Dispose of items according to the label. Are you short on storage? Buy a small stand to store items.
If you do nothing else, fold or roll your towels up — nicely.
Home Office
If you need storage for your work area, make it separate from your daily life items.
Don’t operate on instinct. Before you tackle paperwork, check how long you actually have to keep it.
Throw away all broken items.
Kids’ art and memorabilia tends to congregate here. Fill up one box per child, close your eyes, and toss the rest.
Have one basket for unopened mail, one for bills to be paid, and one for filing.
Color-code your children’s items. Have one colored folder per child for useful info — everything from birth certificates to sports rosters.
Linen Cloest
Take everything out, and dust and wipe the shelves.
Keep sheet sets and pillowcases together. Either store sheets and duvet covers inside one pillowcase or tie the whole set up inside one sheet with a ribbon.
For piles, stack similar items — towels with towels, facecloths with facecloths — and use dividers.
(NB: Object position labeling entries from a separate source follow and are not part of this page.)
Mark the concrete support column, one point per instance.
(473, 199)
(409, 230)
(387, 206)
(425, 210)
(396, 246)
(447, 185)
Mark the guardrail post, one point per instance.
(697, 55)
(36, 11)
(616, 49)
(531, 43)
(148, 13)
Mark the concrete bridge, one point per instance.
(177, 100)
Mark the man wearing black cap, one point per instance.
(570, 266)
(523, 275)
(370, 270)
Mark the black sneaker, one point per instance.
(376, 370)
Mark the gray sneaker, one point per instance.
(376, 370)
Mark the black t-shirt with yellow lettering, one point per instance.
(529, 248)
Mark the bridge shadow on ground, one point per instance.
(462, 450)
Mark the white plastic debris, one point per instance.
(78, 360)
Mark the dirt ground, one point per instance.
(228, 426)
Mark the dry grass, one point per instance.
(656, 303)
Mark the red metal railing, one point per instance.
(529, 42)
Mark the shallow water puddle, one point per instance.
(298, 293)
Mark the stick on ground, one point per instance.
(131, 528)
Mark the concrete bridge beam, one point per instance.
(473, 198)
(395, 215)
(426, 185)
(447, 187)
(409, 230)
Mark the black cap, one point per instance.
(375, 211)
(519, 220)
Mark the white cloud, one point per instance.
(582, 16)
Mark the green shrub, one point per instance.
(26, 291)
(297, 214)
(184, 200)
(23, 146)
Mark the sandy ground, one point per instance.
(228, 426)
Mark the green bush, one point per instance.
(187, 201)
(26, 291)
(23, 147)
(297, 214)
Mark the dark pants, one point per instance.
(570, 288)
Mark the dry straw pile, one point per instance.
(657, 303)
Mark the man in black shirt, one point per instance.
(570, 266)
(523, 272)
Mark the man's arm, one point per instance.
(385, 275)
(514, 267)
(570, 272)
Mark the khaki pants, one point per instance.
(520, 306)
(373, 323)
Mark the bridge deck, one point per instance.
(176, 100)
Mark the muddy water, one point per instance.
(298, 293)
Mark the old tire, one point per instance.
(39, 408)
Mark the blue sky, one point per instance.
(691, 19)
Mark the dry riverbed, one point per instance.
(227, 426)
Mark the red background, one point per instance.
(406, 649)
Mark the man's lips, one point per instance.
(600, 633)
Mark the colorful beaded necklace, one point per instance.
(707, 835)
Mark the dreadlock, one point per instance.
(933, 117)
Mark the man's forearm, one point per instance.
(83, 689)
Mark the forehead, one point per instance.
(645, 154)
For a neat finish, fold like you work in store, with folded edges facing out. Or roll them.
Don’t keep too many “extra” sets of sheets. Do you really need them?
Old sheets can become wash cloths.
Separate winter and summer linens, cotton, and wool blankets.
Use scented liners to make the cupboard fragrant.
Vacuum-bag spare duvet covers.
Use baskets for any random smaller items you keep in there.